Our church's ministers were a huge help to our family, along with the hospital chaplains. My mom is still having issues with fluid and her health is tenuous, but she and my dad were able to celebrate their 60th wedding anniversary in June due to the excellent care of surgeons, doctors, and nurses like you.

Well done. Stay strong, enjoy the crisp air and snowy mountains, and keep up the great work.

Paws up.
Wow. Reading this, it seemed like I was right there next to you. You are truly an amazing person for helping those in need. I couldn't do what you do. Kudos. I hope you enjoyed your four days off, and were able to finish the article.
Mike - you are awesome. I am a second career nursing student, and I hope someday to be able to care for my patients with the wisdom and grace you do. Thank you for sharing this!
hi mikek,
i have a friend who works in hospice. she does not share much about her work. but i have personal experience with hospice. i know, i know, you work in icu. but i bring it up because of the morphine issue.

my mom was diagnosed terminal in 2000. long story short, she chose not to have any treatment for her terminal cancer as she more than likely would not survive. she had scleriderma (ms?) and developed esophogal(ms?) cancer from years of upper digestive problems and ibs.

the hospice nurses were great. we watched our mother waste away to some 60 pounds at 5'7". she begged my sister to kill her. i was not there during that conversation. she died later that very day.

we treat our animals better. and after watching my mom i had deeper insight into why the terminal would want to end their lives. my told me near the end that she had lost her dignity in this process. we had to change her diapers.

and then i had a friend with bone cancer. she had if for nine years and it came from her breast cancer. she did not want to go. she was in dialysis for kidney failure and her liver was nearly gone, but she kept fighting.

she died on halloween, which was also her wedding anniversary. a few days before she died, her husband had to call 911 because she had crawled into the bathtub and he couldn't get her out. they took her to the hospital. i told her husband that if she wants to come home talk to the docs about hospice.

so he did and home she came. on oct. 30th a good friend stayed with lisa and her husband. she tried to get lisa to go to bed, but she refused. lisa stayed up in the kitchen all night. she finally crawled into her bed and died at 9am.

so she is a different case. i think this is an extremely personal issue and should be discussed case by case. but if someone is suffering, why shouldn't they have a choice to end it?

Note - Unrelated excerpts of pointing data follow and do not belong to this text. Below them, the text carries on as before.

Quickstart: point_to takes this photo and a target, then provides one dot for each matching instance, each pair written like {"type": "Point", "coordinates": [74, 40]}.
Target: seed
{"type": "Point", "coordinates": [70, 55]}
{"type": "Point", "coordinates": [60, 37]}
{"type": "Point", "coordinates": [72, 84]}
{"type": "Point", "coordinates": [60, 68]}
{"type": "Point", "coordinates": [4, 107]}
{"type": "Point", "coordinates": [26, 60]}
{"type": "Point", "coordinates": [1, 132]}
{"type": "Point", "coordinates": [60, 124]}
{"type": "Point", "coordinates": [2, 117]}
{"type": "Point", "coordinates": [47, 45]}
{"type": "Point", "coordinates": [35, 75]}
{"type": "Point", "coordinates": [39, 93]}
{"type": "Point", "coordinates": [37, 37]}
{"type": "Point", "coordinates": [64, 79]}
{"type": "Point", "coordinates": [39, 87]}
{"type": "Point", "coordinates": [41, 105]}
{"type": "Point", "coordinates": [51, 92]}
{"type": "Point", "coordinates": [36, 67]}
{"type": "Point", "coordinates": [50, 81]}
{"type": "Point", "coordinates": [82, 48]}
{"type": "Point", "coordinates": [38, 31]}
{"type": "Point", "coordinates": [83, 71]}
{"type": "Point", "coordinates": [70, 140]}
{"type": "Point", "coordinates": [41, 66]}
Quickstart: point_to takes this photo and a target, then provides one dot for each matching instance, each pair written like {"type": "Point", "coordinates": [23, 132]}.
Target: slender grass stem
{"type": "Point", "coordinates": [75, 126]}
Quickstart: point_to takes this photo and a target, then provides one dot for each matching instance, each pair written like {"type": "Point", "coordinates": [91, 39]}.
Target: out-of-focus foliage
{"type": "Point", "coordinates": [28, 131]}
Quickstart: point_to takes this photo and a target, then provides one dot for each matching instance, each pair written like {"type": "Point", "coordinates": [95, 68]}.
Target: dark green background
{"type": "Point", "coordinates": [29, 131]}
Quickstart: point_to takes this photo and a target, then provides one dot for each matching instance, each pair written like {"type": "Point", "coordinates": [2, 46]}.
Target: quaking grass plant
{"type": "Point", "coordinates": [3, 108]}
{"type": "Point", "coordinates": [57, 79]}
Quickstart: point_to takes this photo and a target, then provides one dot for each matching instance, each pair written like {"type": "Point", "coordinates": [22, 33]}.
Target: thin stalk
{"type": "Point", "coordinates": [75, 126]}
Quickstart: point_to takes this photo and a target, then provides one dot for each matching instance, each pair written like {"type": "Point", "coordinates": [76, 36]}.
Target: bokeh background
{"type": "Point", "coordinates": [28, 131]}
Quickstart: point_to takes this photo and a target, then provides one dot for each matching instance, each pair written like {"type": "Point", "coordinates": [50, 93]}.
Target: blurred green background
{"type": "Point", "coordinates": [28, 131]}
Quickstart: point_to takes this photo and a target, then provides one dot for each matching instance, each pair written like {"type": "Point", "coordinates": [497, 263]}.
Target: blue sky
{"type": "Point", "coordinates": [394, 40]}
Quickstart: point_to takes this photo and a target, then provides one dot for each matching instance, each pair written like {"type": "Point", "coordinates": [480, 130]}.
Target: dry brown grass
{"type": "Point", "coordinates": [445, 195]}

both lisa and my mom had morphine in their houses. it is monitored how much is there by hospice, but i can tell you this, hospice picked up many bottles of morphine after my mom died. and lisa's husband also had a lot of morphine to be picked up from his house. if you get my meaning.

a big ethical and moral issue.

sorry didn't mean to go on.

gotta run.....have a happy holiday season!!!! and thanks for the post.